Mental health in times of a PANDEMIC
A public health crisis like Coronavirus Pandemic, can take a mental toll on people, especially those already struggling with anxiety, depression and other mental health conditions making them more vulnerable in a time like this. The World Health Organization (WHO) also lists obsessive-compulsive disorder (OCD) in its top 10 most disabling conditions as measured by lost income and decreased quality of life.
The news and social media coverage have focused mainly on the confirmed cases the virus has caused across the globe, the contagiousness of the virus, the fatality rates, and so on. What is harder to measure is the psychological contagion — the sheer stress, worry and outright fear and how these can pass from person to person as quickly as a virus.
It’s too early to know how long this crisis will last or what its ultimate toll will be. One of the most disturbing things about what we’re going through is the uncertainty. When we know what’s happening, when we know what to expect, we feel safe — even if what we expect might be threatening. Crisis like this can result in what are known as distress reactions.
Distress reactions include trouble sleeping, difficulty in concentration, a feeling of being unsafe. Anger. Blaming others. A desire to socially isolate. It can lead to risky behaviour’s such as excessive substance use. One common response to disasters is work-life imbalance and interpersonal violence can flare.
What distress looks like for kids and teens:
Social disruption can be very stressful for children, too. Losing the routine of going to school, learning with friends and teachers and playing on the playground is jarring. Kids may express that frustration in a number of ways, depending on their age, including:
- Crying a lot or being very cranky
- Regressing in their behaviour, such as bedwetting
- Being very worried or sad
- Adopting eating or sleeping habits that aren’t healthy
- Acting out (particularly among teenagers)
- Not performing well in classwork or avoiding school demands altogether
- Trouble staying focused
- Losing interest in activities they once enjoyed
- Headaches or body aches
- Using alcohol, tobacco or drugs
Much of the health professional’s advice things like getting good sleep, eating regularly, staying hydrated, exercising. When we take care of our body, with good sleep in particular, but certainly food and water, our ability to think clearly, our ability to solve problems, our ability to manage our emotions, are all optimized.”
What can we do?
Understanding and reminding ourselves that we’re all going through something together, sometimes that can help us feel less alone. Below are some tips on how you can take care of your mental health and maintain connection.
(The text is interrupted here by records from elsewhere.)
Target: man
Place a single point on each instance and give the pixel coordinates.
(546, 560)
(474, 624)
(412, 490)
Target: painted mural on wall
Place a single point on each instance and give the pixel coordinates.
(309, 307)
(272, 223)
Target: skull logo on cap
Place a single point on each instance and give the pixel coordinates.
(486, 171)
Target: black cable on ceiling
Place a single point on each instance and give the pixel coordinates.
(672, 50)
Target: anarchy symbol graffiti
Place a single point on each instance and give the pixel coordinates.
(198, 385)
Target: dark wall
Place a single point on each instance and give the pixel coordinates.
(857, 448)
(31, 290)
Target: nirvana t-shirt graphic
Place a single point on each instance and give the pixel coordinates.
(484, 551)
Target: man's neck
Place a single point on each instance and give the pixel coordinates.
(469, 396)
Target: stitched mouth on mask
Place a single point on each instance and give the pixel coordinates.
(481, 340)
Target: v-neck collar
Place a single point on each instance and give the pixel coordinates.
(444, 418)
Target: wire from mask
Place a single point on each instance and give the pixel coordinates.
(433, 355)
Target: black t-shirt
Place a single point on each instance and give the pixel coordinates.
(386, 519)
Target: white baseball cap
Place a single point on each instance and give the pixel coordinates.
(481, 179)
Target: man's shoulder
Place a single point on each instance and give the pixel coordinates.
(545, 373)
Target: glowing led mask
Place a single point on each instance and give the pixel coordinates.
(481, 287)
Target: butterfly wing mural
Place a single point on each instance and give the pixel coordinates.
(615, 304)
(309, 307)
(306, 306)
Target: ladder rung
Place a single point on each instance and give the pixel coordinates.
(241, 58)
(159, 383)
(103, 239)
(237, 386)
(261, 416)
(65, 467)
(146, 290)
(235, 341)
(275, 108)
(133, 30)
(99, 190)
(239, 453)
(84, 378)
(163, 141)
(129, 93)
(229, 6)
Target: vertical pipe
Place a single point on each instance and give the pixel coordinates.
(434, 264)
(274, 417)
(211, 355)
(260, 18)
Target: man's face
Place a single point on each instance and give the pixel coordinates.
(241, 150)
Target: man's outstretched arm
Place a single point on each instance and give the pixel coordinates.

- Use technology — Ensuring that social distancing doesn’t result in extreme loneliness and a feeling of isolation. People who are staying home can set up group chats via Zoom or FaceTime or some other platform.
- Take breaks from watching, reading, or listening to news stories, including social media. Hearing about the pandemic repeatedly can be upsetting.
- When you can’t go outside, go inside — reflect, do yoga, meditation.
- Be a role model — Reassure your child or teen that they are safe. Let them know it is ok if they feel upset. Share with them how you deal with your own stress so that they can learn how to cope from you.
- Develop a plan — find what you like. It can take time, it can take preparation, but it can help a lot.
- Make time to unwind — Try to do some other activities you enjoy.
- Seek help — Many mental health professionals are offering online support services and counselling to help people deal with overwhelming emotions and provide adequate information to deal with the distress.